Le 8 mai, j'étais à Québec en même temps que le Comité France-Amérique. J'assistai à la réception de la Mission chez le Lieutenant gouverneur, Sir François Langelier à Spencer Work, et à l'université Laval.
Je descendis chez Mr. Gibsone et après des visites à Sir Lomer Gouin, premier ministre de la Province à l'Honorable Turgeon, au colonel Talbot, au colonel Wilson, à Sir Geo Garneau, à Mr. et Mrs. Arthur Price.
Je partis pour l'île où j'arrivai le 13 mai dans une tempête de neige. La baie était pleine de glaces amassées par le vent du large, mais fut dégagé le lendemain.
L'embarquement des 40,000 cordes que nous devions livrer cette année était commencée et n'avait pas subi de retard.
L'essai des «tracteurs à bois» n'avait pas été un succès. Les gens qui nous les avaient loués prétendaient que la neige avait été trop molle, le froid insuffisant, etc...

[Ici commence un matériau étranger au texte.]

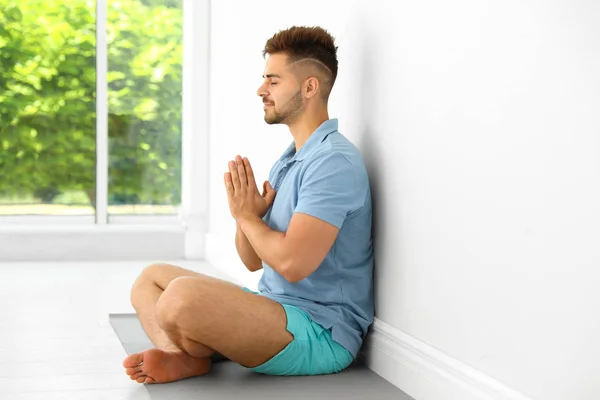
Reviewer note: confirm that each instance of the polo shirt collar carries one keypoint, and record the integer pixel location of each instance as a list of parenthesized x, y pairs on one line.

Le résultat était que nous n'avions pas pu sortir du bois plus de 800 cordes, tandis que nous pensions pouvoir en transporter 10,000.
Je fis avertir la Société que j'allais leur renvoyer les appareils et refusai de payer la somme convenue, les conditions de la location n'ayant pas été remplies.
La voie du chemin de fer était arrivée au Lac du Duc de Connaught, grand lac à 6 milles de Port-Menier.
Nous avions construits un wagon de voyageur qui servait au transport des gens qui débarquaient des navires.
Nous partîmes dans le wagon avec M. Malouin, Mr. Eshbaugh et les ingénieurs de Princeton.
Nous emmenions deux embarcations sur une plateforme pour visiter le lac Princeton et celui du Duc de Connaught.
Le capitaine Pelletier qui commandait le Savoy était avec nous, ainsi que le chef de culture. La voie était en bon état quoique la neige le couvrit encore par places.
Nous nous arrêtâmes d'abord au camp dit «camp à Kokke» où commençait le grand défrichement.
Là tout le bois avait été pris, car la terre était d'excellente qualité, et il était intéressant de pouvoir plus tard installer une ferme qui disposerait de plus de 1000 hectares.
Tout le bois avait été enlevé. Une équipe était en train de brûler les branches des arbres et les broussailles, car c'était le moment de faire ce travail, le terrain étant encore humide, aucune possibilité d'incendie n'était à craindre.
Il fut décidé qu'un «log-house» (constructions en bois) serait construit en cet endroit pour servir de gare au personnel et au trafic de la voie.